With the COVID-19 pandemic bringing about a series of travel bans, lockdowns and partial shutdowns worldwide, officials in an ever-increasing number of US states have announced mandatory “stay at home” orders to curb the spread of the virus.
Last week, some areas asked citizens to "shelter in place," a phrase that has various meanings depending on the situation. In the case of dangers posed by bombings, shootings or radiological and chemical defense scenarios, it means to seek safety within the building one already occupies rather than evacuating the area or seeking a community emergency shelter. When it is implemented as a strategy for suppressing an epidemic, it means that people should stay in the safety of their homes to avoid spreading infection or becoming infected themselves.
On March 19, Californian governor Gavin Newsom made an order for people to remain in their residences unless they have a vital reason for going out, and less than five days later, other states had rushed to follow suit, including Connecticut, Delaware, Hawaii, Illinois, Indiana, Louisiana, Massachusetts, Michigan, New Jersey, New York, Ohio, Oregon, Washington, and West Virginia. Several more states ordered nonessential businesses to close but didn’t issue full stay-at-home orders.

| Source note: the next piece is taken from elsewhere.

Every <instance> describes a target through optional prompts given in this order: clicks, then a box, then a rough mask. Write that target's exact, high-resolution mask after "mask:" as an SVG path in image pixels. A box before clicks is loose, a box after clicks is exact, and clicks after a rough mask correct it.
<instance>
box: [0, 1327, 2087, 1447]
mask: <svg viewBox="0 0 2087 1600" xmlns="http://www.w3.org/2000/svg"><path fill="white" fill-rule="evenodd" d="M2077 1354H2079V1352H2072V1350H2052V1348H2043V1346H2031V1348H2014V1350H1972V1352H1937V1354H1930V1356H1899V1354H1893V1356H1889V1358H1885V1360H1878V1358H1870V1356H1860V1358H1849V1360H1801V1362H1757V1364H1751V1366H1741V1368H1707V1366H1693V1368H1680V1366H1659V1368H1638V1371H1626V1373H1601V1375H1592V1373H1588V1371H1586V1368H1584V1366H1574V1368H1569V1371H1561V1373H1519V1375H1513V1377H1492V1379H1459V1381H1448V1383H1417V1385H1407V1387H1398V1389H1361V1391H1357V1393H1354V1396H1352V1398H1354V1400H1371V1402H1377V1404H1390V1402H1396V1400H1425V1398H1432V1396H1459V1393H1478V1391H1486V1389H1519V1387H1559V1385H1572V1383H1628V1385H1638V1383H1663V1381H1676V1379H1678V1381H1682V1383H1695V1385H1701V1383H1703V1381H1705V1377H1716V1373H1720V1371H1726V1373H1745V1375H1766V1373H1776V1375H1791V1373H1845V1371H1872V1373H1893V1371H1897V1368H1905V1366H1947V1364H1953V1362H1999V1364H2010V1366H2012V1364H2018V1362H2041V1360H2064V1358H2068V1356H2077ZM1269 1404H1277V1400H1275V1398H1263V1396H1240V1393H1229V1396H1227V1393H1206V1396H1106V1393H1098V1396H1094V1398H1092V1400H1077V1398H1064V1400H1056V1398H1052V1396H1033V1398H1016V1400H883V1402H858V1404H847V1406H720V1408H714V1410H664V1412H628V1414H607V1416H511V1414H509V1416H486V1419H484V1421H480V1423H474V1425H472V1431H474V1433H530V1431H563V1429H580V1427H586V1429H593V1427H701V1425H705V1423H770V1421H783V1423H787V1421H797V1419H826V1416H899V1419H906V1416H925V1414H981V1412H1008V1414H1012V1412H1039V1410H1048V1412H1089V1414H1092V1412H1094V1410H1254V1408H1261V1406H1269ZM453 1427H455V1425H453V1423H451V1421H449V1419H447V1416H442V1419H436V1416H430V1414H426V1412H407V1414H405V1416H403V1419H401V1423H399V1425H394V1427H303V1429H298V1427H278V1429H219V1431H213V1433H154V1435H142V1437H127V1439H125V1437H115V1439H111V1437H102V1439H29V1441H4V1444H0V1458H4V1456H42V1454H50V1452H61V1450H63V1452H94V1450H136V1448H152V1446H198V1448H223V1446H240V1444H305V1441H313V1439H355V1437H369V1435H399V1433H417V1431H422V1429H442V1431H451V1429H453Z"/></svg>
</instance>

Though the details vary according to state, in general, these directives mean people should only go out for healthcare reasons, or to get food, medical supplies or other essentials. Going outside for exercise or to walk the dog is permitted, as long as proper social distancing measures are practised with people staying at least six feet away from each other. Those at risk of severe illness from COVID-19 should not go out at all, but people can leave their homes to care for a relative or a friend. The restrictions will remain in place until further notice.

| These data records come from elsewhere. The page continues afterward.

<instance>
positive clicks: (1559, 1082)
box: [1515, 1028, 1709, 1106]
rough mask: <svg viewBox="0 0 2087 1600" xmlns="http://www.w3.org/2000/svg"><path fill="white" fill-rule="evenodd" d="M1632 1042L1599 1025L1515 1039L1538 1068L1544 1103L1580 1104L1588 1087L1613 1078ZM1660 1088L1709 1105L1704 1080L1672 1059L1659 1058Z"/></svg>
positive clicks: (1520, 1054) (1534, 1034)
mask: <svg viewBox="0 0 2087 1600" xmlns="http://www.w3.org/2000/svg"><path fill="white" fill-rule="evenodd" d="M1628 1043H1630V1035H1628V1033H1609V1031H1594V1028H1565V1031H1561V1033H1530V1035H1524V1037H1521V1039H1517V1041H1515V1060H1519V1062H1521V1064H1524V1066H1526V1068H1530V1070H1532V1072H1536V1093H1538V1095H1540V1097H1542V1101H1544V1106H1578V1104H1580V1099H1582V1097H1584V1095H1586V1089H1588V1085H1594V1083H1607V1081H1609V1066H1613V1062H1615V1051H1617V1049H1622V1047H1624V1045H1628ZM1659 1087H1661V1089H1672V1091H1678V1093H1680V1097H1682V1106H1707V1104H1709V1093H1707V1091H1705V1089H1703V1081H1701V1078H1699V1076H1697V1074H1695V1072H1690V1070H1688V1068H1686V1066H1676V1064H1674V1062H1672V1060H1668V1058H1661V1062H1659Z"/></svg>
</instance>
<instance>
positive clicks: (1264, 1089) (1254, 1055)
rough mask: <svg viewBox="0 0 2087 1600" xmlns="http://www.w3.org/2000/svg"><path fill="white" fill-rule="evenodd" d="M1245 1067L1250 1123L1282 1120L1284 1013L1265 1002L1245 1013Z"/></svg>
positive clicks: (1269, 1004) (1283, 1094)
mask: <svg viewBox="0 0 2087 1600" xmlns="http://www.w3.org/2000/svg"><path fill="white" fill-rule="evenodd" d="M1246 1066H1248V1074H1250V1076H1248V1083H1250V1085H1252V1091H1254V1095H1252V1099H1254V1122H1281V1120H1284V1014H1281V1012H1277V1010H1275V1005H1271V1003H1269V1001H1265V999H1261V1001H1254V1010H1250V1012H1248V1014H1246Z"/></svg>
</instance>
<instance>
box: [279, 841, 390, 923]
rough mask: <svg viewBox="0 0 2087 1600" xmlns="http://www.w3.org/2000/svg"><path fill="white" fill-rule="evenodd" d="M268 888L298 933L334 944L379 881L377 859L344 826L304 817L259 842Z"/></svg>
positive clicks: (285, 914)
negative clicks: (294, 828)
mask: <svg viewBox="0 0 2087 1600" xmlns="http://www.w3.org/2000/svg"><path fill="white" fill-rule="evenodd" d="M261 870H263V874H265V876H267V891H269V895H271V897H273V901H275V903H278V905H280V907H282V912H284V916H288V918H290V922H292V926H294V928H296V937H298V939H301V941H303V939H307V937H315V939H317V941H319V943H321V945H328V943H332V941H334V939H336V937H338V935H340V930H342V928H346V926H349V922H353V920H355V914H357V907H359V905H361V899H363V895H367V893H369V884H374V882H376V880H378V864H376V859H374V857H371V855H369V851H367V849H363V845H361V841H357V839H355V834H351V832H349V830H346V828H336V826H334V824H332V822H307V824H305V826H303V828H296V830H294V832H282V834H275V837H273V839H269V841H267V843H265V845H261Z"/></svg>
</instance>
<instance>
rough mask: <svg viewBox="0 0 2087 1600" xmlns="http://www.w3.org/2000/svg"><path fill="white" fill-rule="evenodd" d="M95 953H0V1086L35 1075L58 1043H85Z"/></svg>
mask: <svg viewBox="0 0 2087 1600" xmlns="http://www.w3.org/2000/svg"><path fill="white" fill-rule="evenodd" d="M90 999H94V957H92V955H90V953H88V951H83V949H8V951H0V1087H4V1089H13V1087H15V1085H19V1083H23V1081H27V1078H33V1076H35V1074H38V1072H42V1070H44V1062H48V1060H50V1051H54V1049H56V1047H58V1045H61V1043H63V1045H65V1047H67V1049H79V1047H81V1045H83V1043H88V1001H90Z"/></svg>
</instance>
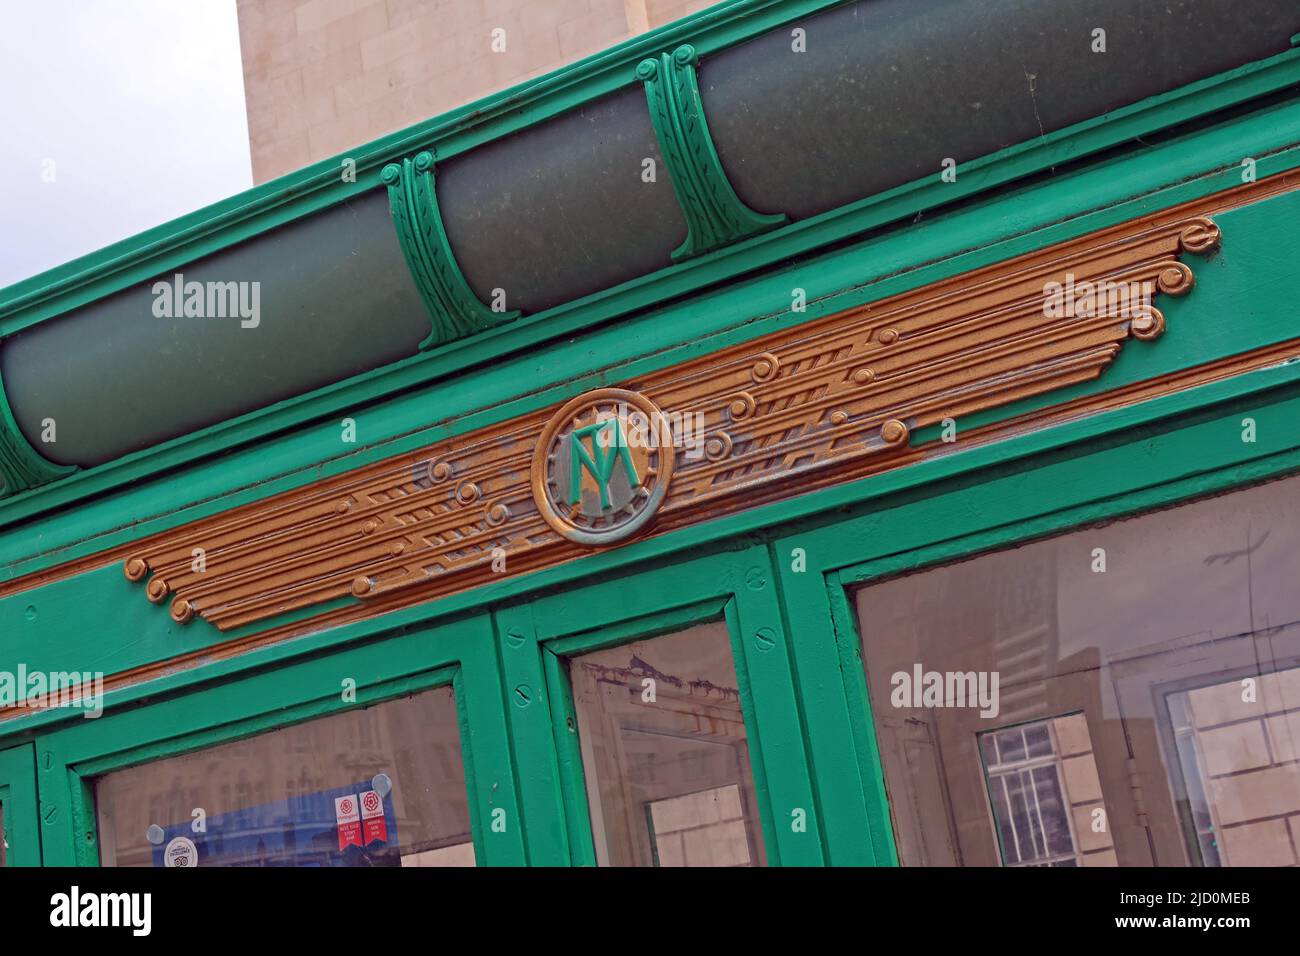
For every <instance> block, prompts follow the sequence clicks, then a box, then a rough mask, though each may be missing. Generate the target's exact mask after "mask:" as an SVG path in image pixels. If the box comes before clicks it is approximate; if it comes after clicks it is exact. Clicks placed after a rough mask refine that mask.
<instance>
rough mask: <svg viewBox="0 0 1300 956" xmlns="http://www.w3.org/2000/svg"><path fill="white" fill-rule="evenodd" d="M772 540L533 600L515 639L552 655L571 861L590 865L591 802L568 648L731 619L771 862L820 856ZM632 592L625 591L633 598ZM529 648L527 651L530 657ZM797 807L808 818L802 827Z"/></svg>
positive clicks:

On the whole, schools, movie theaters, gyms and recreation facilities are closed, but essential personnel – those working in healthcare, emergency response and media – can still go to work, as can those employed in grocery stores, banks and gas stations. Hardware stores, food banks and laundromats are allowed to operate; bars and restaurants are closed to customers, but they can continue providing delivery and takeout services.
Though Newsom estimates that 25.5 million Californians may become infected with the virus, he said the order to stay at home would not be enforced by law enforcement, as he is confident that the people of California will abide by it and do the right thing. Other states took a harder line. "These are not helpful hints," New York governor Andrew Cuomo said at his press conference Friday. "These are legal provisions, they will be enforced, there will be a civil fine and mandatory closure for any business that's not in compliance."

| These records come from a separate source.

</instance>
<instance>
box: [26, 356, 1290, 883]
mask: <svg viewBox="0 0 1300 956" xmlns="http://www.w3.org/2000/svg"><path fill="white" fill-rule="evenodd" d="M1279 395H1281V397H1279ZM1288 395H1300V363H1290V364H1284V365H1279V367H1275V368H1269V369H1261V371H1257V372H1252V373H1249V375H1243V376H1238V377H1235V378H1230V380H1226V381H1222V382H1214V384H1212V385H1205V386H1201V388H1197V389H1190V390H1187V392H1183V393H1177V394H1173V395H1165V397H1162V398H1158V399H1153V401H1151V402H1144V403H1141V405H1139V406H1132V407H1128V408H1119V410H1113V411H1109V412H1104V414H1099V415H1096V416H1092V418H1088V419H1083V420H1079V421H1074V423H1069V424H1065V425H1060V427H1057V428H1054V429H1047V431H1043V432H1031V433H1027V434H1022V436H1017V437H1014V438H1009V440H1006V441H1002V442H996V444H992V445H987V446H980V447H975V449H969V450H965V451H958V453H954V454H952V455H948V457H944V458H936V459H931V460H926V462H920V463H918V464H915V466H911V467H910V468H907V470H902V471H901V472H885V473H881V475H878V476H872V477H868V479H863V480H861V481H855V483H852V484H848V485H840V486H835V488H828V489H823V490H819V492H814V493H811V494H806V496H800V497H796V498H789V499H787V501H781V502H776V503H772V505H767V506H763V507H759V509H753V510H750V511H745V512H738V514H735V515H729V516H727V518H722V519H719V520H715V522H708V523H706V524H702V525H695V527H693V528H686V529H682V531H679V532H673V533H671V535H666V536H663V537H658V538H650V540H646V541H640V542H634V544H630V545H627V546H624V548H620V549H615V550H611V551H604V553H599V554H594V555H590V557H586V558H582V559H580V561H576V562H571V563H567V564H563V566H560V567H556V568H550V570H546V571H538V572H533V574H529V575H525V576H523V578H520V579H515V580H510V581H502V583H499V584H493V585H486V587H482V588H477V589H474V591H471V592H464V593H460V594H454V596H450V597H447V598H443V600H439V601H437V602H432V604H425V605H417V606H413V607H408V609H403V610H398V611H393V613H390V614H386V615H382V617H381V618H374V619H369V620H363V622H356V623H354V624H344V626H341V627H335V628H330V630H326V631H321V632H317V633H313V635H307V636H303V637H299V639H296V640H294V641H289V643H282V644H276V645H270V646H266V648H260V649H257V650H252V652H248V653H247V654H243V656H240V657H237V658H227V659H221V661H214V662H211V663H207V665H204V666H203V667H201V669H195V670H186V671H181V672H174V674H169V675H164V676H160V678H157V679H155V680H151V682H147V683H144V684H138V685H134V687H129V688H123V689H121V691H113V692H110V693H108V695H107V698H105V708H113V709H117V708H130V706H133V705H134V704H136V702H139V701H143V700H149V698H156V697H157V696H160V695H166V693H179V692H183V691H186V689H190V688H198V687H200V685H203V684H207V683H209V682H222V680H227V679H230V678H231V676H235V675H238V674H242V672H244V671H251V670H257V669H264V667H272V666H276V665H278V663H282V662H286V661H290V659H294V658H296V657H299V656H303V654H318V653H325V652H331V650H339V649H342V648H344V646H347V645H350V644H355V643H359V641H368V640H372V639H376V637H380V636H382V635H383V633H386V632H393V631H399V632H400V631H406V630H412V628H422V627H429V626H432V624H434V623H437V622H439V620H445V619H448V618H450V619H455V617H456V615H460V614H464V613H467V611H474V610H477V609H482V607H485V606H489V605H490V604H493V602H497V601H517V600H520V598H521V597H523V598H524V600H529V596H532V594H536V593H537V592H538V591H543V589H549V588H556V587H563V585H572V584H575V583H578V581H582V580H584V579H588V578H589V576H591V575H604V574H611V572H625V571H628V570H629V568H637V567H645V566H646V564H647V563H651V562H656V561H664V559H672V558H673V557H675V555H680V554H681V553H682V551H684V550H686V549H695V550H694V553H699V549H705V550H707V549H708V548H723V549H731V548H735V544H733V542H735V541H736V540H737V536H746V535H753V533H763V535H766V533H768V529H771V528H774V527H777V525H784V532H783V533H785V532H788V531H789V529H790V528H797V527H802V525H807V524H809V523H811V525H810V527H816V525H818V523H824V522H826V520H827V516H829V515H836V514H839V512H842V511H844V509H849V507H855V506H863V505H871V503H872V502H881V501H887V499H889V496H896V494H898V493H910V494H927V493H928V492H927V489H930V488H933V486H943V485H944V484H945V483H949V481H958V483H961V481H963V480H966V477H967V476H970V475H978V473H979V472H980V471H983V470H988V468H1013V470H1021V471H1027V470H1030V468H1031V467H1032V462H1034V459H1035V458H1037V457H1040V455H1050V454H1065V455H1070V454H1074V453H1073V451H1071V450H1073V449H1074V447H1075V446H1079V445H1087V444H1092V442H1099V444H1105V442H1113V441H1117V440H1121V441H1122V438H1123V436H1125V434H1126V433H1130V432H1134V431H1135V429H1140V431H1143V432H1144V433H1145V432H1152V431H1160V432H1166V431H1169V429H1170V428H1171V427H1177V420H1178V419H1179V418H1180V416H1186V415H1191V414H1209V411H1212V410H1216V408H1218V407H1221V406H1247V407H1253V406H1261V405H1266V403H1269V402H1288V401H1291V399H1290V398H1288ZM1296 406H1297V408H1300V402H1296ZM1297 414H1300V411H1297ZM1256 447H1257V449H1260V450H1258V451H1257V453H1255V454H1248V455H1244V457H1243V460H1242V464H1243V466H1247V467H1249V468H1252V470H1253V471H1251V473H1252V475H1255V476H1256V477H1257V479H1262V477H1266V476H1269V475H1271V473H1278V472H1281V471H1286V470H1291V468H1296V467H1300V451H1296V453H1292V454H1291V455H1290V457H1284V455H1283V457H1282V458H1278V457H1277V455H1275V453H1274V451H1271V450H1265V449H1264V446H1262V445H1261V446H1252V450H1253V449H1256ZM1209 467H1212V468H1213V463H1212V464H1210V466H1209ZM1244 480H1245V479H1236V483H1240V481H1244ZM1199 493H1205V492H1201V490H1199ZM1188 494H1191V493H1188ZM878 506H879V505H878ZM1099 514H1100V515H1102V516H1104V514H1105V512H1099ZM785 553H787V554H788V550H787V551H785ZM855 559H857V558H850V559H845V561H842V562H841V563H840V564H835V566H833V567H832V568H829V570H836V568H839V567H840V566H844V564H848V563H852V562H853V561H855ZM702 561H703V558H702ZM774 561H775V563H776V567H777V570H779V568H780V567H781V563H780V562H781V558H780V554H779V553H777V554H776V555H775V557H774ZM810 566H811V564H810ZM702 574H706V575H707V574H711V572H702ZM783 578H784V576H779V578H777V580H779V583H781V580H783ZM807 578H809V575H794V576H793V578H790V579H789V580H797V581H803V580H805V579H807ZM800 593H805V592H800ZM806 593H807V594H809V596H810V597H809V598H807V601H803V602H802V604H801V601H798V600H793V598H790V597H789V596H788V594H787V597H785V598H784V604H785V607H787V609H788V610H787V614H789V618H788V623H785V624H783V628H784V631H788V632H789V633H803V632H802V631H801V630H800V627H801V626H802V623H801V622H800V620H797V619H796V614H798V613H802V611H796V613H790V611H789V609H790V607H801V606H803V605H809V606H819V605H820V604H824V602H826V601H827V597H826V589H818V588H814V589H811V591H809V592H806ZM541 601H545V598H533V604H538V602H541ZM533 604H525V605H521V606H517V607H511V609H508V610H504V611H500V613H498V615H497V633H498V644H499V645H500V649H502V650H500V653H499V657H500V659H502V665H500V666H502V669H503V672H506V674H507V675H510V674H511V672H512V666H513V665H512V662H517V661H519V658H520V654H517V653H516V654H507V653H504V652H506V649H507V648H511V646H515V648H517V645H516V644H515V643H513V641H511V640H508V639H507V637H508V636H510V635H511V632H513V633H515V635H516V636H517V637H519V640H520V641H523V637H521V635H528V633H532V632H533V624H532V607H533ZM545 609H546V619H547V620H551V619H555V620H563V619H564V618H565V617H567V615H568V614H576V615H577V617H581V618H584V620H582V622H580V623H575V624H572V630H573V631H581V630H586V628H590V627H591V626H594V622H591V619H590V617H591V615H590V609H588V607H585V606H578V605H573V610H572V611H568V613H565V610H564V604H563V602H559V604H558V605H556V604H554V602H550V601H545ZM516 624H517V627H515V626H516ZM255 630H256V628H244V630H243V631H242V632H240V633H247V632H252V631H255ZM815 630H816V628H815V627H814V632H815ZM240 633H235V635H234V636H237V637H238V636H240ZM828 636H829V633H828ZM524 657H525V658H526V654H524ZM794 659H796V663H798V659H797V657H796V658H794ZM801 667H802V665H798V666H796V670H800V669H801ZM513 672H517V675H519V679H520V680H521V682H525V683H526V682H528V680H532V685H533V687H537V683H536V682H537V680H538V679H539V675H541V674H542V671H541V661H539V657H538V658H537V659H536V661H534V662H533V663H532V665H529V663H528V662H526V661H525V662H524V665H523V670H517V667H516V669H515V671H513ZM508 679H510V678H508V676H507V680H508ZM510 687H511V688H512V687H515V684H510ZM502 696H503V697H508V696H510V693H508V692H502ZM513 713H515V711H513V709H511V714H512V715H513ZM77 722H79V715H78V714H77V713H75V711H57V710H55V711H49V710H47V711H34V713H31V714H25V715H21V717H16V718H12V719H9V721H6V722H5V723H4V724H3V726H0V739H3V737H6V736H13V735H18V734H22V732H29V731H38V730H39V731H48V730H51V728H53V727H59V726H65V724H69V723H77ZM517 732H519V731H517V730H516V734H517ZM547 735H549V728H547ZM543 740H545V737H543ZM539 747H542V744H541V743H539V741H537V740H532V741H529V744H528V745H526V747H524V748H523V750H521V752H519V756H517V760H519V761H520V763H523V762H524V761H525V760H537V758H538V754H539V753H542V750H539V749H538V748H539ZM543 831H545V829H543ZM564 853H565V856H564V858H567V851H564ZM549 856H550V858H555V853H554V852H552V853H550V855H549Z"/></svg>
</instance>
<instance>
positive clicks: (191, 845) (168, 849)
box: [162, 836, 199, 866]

On the West Coast, Oregon governor Kate Brown said much the same, with her office stressing that “failure to comply with the order will be considered an immediate danger to public health and subject to a Class C misdemeanor.”
Violations in Illinois could also warrant a misdemeanor charge, but governor JB Pritzker said at a press conference that they’re “calling on people to use their best judgment to follow the guidance that we’re giving them.”
“We are doing all that we can to maintain as much normalcy as possible while taking the steps that we must to protect you,” he continued. “But ultimately you can’t have a livelihood if you don’t have your life.”